Predicting olivine formation environments using machine learning and implications for magmatic sulfide prospecting

Abstract

Abstract Global volcanic and plutonic olivines record the compositional characteristics and physicochemical conditions of the parental magmas. Thus, they have significant potential for use as petrogenetic discriminators of the olivine formation environment and prospecting indicators for potential host rocks of magmatic sulfide deposits. Several data visualization approaches have been proposed by researchers to determine olivine origins. However, they can only discriminate specific olivine populations and require the incorporation of trace elements for which data are lacking globally. In this study, a machine-learning method consisting of the random forest algorithm and the synthetic minority oversampling technique (SMOTE) is used to discriminate the crystallization environments of olivine and predict the sulfide potential of olivine-bearing mafic-ultramafic intrusions.
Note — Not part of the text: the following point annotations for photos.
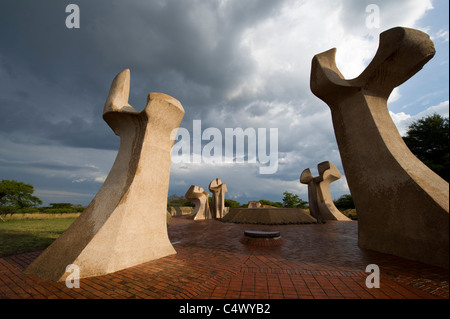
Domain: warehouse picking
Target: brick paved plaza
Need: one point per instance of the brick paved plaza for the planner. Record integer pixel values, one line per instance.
(315, 261)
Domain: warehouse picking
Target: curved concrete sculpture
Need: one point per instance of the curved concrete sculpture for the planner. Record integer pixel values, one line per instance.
(403, 206)
(218, 199)
(321, 205)
(199, 197)
(125, 224)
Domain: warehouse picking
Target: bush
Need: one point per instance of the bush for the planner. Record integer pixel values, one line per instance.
(345, 202)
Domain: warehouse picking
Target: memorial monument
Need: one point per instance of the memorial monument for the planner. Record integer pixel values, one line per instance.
(218, 199)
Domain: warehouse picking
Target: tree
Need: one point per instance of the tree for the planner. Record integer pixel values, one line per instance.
(293, 201)
(17, 195)
(428, 139)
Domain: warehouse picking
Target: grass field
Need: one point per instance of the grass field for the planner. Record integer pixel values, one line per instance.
(24, 235)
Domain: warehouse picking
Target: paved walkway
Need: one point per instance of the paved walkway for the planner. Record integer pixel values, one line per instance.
(314, 261)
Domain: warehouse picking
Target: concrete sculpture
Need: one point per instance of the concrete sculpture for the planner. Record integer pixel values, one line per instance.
(199, 197)
(321, 205)
(218, 199)
(125, 224)
(268, 216)
(403, 206)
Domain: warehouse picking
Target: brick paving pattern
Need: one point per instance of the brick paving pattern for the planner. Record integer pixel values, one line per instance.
(314, 262)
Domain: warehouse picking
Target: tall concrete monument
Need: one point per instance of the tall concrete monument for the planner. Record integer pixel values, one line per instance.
(199, 197)
(125, 224)
(402, 205)
(218, 199)
(321, 205)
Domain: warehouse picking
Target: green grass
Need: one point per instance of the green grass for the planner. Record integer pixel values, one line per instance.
(24, 235)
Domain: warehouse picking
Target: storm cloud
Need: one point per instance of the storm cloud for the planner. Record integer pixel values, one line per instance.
(231, 64)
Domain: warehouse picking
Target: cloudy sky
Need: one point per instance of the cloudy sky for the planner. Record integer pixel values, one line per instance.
(232, 64)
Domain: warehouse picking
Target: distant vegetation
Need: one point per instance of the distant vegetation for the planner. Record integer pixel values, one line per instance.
(17, 197)
(428, 140)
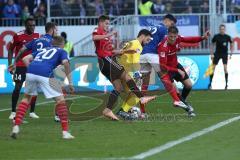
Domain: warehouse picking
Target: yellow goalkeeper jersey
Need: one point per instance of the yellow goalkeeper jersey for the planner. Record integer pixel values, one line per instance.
(130, 61)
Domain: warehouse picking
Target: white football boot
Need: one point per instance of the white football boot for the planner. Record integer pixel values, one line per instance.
(12, 115)
(67, 135)
(33, 115)
(15, 131)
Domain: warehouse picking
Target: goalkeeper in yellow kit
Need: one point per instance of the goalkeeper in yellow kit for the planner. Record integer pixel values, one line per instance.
(130, 60)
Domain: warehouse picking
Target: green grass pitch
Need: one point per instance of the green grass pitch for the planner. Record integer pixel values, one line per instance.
(101, 138)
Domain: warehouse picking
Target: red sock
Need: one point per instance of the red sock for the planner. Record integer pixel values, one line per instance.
(21, 111)
(144, 91)
(62, 112)
(33, 100)
(169, 87)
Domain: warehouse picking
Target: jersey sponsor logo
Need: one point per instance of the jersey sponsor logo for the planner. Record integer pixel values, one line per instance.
(191, 68)
(173, 53)
(162, 54)
(138, 50)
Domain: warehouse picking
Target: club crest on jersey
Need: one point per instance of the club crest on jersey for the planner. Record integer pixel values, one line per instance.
(191, 68)
(162, 54)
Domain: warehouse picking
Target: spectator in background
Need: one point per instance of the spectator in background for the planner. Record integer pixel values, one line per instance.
(236, 6)
(81, 7)
(146, 7)
(25, 13)
(40, 12)
(114, 9)
(189, 10)
(159, 7)
(68, 46)
(11, 10)
(128, 8)
(168, 8)
(98, 7)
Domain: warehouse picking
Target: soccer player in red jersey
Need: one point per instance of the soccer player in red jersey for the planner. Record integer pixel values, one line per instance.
(19, 76)
(171, 69)
(110, 68)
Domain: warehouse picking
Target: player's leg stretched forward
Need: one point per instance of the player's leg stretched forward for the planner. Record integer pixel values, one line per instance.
(61, 109)
(118, 88)
(15, 97)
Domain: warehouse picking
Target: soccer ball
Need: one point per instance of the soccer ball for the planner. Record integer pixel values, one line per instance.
(135, 112)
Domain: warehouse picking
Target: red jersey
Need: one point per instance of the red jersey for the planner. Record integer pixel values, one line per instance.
(20, 39)
(104, 47)
(168, 52)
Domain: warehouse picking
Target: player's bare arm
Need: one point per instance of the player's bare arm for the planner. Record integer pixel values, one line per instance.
(20, 53)
(100, 37)
(10, 57)
(212, 46)
(231, 49)
(27, 59)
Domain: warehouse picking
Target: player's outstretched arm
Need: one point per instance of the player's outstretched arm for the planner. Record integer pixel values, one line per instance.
(68, 74)
(100, 37)
(195, 39)
(20, 53)
(27, 59)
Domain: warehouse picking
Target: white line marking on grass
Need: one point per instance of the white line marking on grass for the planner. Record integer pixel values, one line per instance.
(48, 102)
(171, 144)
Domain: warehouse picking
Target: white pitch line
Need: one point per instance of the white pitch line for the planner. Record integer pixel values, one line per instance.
(171, 144)
(47, 102)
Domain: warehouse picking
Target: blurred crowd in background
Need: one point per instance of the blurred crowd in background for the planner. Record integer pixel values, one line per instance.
(38, 8)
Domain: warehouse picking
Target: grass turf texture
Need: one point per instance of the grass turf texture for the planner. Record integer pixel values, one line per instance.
(101, 138)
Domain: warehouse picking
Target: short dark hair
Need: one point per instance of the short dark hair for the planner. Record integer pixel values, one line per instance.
(173, 29)
(103, 18)
(222, 25)
(144, 32)
(57, 41)
(49, 25)
(171, 17)
(29, 19)
(64, 35)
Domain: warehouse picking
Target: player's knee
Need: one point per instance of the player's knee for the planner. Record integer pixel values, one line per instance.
(17, 88)
(60, 100)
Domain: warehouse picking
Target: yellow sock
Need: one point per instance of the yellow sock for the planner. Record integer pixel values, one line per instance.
(130, 101)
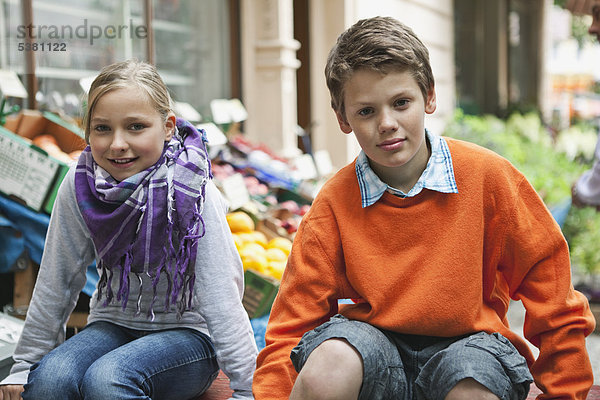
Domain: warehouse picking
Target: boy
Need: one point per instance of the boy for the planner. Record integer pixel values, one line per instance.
(431, 238)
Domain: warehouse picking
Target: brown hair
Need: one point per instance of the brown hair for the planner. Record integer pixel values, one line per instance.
(380, 44)
(126, 74)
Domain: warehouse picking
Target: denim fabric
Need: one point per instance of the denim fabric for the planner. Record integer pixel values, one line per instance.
(406, 367)
(107, 361)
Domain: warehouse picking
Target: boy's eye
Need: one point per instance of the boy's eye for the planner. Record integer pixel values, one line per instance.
(136, 126)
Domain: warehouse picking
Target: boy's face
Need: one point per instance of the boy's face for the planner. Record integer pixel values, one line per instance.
(387, 115)
(127, 134)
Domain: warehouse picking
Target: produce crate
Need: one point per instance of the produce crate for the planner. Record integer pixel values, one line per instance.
(259, 292)
(29, 174)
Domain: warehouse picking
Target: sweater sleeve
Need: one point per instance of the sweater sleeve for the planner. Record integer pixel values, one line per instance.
(307, 297)
(218, 288)
(68, 251)
(558, 318)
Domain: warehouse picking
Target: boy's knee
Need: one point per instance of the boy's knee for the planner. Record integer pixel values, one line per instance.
(333, 370)
(469, 388)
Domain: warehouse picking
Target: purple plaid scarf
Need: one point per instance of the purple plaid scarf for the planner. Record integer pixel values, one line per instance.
(149, 223)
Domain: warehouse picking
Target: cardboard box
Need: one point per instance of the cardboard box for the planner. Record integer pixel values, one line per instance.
(29, 174)
(259, 292)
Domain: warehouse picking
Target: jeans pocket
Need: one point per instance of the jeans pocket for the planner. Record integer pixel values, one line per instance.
(513, 363)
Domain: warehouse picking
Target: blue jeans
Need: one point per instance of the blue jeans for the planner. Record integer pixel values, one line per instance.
(107, 361)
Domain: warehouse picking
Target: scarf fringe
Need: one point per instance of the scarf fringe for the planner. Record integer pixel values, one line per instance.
(178, 250)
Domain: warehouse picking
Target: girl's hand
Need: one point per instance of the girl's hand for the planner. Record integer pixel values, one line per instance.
(11, 392)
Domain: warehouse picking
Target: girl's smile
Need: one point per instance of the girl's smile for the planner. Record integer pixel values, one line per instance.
(127, 134)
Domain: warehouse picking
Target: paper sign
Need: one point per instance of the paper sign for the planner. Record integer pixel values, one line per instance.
(10, 85)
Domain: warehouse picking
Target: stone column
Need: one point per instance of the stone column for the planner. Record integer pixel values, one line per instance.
(269, 67)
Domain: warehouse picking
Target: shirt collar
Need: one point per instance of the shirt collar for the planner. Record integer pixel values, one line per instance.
(438, 175)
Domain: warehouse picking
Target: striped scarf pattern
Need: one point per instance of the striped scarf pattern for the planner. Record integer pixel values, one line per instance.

We employ a global data set of 24 341 olivine samples from 12 environments to determine the contents of MgO, FeO, Ni, Ca, Mn, and Cr and the Fo number [100 × Mg/(Mg+Fe)]. The results indicate that the proposed method can classify olivine into genetically distinct populations and distinguish olivine derived from mineralized intrusions from that derived from sulfide-barren intrusions with high accuracies (higher than 99% on average). We develop a dimensionality reduction algorithm to visualize the olivine classifications using low-dimensional vectors and an olivine classifier (accessible at http://101.33.204.62:8080/olivine_web/main.html, China University of Geosciences, Beijing). The model is used successfully to identify the contributions of distinct sources to regional magmatism using olivines from the late Permian picrite and basalt along the western margin of the Yangtze block (SW China) and to predict the sulfide potential of the newly discovered Qixin mafic-ultramafic complex in the southern Central Asian Orogenic Belt (NW China). The findings suggest that the proposed approach enables the accurate identification of olivine origins in different formation environments and is a reliable indicator suitable for global Ni-Cu-platinum group element (PGE) exploration.